Шхуна внезапно ударилась, нос ее поднялся, и она едва не остановилась. Град горящих обломков, упавших от толчка, посыпался на них. Шхуна снова двинулась и вторично ударилась. Своим килем она раздробила хрупкий коралл, пошла дальше и ударилась в третий раз.
— Держите прямо, — сказал Мак-Кой. — Пробрались? — мягко спросил он минутой позже.
— Она не слушается руля, — был ответ.
— Ну, хорошо. Она сворачивает. — Мак-Кой посмотрел за борт. — Мягкий белый песок. Лучшего нельзя и требовать. Великолепное ложе!

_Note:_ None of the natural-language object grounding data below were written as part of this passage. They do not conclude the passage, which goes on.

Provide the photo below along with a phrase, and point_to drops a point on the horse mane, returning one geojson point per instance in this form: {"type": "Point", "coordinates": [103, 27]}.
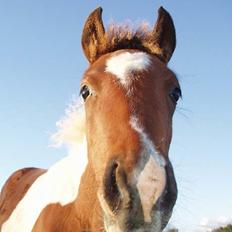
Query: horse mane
{"type": "Point", "coordinates": [71, 127]}
{"type": "Point", "coordinates": [127, 36]}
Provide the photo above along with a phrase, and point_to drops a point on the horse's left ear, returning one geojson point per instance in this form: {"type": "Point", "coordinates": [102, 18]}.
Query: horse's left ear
{"type": "Point", "coordinates": [93, 35]}
{"type": "Point", "coordinates": [162, 42]}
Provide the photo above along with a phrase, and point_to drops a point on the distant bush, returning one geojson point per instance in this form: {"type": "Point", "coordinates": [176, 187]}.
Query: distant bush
{"type": "Point", "coordinates": [224, 229]}
{"type": "Point", "coordinates": [172, 230]}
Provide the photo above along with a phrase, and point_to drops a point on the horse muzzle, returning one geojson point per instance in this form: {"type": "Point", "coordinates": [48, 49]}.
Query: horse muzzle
{"type": "Point", "coordinates": [132, 201]}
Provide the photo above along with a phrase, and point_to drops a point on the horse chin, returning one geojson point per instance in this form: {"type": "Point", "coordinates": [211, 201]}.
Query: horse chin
{"type": "Point", "coordinates": [121, 203]}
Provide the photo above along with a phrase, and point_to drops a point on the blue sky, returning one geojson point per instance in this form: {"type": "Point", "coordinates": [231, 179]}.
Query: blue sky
{"type": "Point", "coordinates": [41, 63]}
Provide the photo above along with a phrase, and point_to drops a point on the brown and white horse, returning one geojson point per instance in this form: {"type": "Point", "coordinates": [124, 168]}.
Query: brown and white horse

Когда шхуна сделала поворот от ветра, столб дыма и пламени вырвался на юте. Капитан Давенпорт выпустил штурвал из-за нестерпимой боли от ожогов. Он добрался до фалиня лодки, стоявшей внизу, затем остановился, высматривая Мак-Коя, который держался в стороне, чтобы дать ему спуститься.
— Вы — первый, — крикнул капитан, хватая его за плечо и почти перебрасывая через борт.
Пламя и дым были нестерпимы, и он поспешил сейчас же за Мак-Коем. Оба они, обхватив веревку, вместе соскользнули в лодку. Матрос на носу, не ожидая приказаний, перерезал фалинь ножом. Весла, лежавшие наготове, ударили по воде, и лодка помчалась.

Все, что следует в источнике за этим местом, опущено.